Con la ayuda del silencio

El poder de la Palabra es inmenso

Pablo Bustamante Pardo
Director de Lampadia

Que difícil es interpretar los tiempos presentes, especialmente cuando son cambiantes y turbulentos.

Veamos el caso de Chile, un país que se convirtió en el modelo de desarrollo, no solo en América Latina, sino en el mundo entero, incluyendo a los países de la ex órbita soviética.

Veamos primero las realizaciones objetivas de Chile con su Constitución:

  • La inflación  alcanzó un pico de más del 500% en 1973, cayó por debajo del 10% en la década de 1990 y por debajo del 5% en los años 2000 (Banco Mundial 2019).
  • Entre 1975 y 2015, el ingreso per cápita en Chile se cuadruplicó hasta alcanzar los 23,000 dólares, el más alto de América Latina.
  • Desde principios de la década de 1980 hasta 2014, la pobreza se redujo del 45% al 8%.
  • En 1982 sólo el 27% de los chilenos tenía un televisor. En 2014, el 97% lo tenía.
  • Lo mismo ocurre con los refrigeradores (del 49% al 96%), lavadoras (del 35% al 9%), los automóviles (del 18% al 48%).
  • La esperanza de vida aumentó de 69 a 79 años.
  • El hacinamiento en las viviendas se redujo del 56% al 17%.
  • La clase media aumentó de 23.7% en 1990 a 64.3% en 2015.
  • la pobreza extrema se redujo del 34.5% a 2.5%.
  • El acceso a la educación superior se multiplicó por cinco, beneficiando principalmente al quintil más bajo, cuyo acceso a la educación superior se multiplicó por ocho.
  • Entre 1990 y 2015 los ingresos del 10% más rico crecieron un total de 30%, los ingresos del 10% más pobre experimentaron un aumento del 145%.
  • El índice de Gini cayó de 52.1 en 1990 a 47.6 en 2015.
  • La desigualdad de ingresos dentro de diferentes generaciones, tuvo una mayor la reducción.
  • El índice de Palma, que mide la desigualdad de ingresos del 10% más rico en relación con el 40% más pobre, se redujo de 3.58 a 2.78 mientras que la relación entre los ingresos de los quintiles más bajos y los más altos disminuyó de 14.8 a 10.8.
  • La OCDE (2017) mostró que Chile tenía mayor movilidad social que todos los demás países de la OCDE.
  • Chile también ocupaba la posición más alta entre las naciones latinoamericanas en el Índice de Desarrollo Humano de Naciones Unidas.

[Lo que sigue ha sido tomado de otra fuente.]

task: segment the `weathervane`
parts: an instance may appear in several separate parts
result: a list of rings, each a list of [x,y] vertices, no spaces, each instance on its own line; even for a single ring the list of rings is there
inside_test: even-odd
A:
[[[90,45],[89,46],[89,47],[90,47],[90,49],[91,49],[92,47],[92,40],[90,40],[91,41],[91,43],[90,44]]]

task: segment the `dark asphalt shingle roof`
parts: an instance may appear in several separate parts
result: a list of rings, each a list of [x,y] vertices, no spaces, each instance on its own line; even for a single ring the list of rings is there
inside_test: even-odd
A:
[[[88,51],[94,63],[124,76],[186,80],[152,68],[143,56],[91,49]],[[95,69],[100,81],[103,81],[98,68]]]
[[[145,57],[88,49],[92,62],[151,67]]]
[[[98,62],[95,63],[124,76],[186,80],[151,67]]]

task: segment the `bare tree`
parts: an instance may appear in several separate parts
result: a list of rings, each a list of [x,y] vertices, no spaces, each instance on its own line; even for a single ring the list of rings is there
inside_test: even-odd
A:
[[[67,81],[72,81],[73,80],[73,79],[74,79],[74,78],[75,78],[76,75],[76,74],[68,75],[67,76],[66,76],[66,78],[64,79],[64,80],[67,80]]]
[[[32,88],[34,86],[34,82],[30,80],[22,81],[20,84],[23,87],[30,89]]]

Ver fuente en Lampadia, en el ensayo de Axel Kaiser, publicado en el Cato Journal: La paradoja del bienestar y la furia - La Caída de Chile.

Por otro lado, Darío Paya, Presidente del Leadership Institute de Chile, nos dice que:

  • Si ves las generaciones como la mía y posteriores, los niveles de desigualdad en Chile nos ponen en el sétimo lugar de la OCDE, equivalentes a Francia.
  • La verdad es que nos estábamos haciendo más iguales, generación por generación; pero la izquierda repite y repite lo contrario al punto que gente de la derecha lo empezó a repetir. 
  • En política, las cosas que son falsas, pero que la gente cree que son ciertas, producen el mismo efecto que producirían si fueran ciertas.
  • Entonces al final nosotros hemos llegado a donde llegamos por una mezcla de mentiras y falta de coraje y perseverancia de la gente que sabía que no era verdad, una espiral de silencio.
  • La crisis estalla no tanto por la desigualdad, si no por una sensación de desconfianza en la que se piensa que no te va bien porque alguien es culpable.
  • Se construyó una narrativa de que algunos pocos controlaban todo y se aprovechaban de tu suerte.
  • Piñera en su primer gobierno hizo suya esta agenda anti abusos y la validó políticamente.

Ver en Lampadia: Chile al borde del abismo.

¿Qué nos dice Kaiser (Presidente de la Fundación para el Progreso – Chile) sobre esa contradicción entre un país que prosperó como pocos en el mundo y el ensañamiento de las hordas destructoras de la paz en Chile?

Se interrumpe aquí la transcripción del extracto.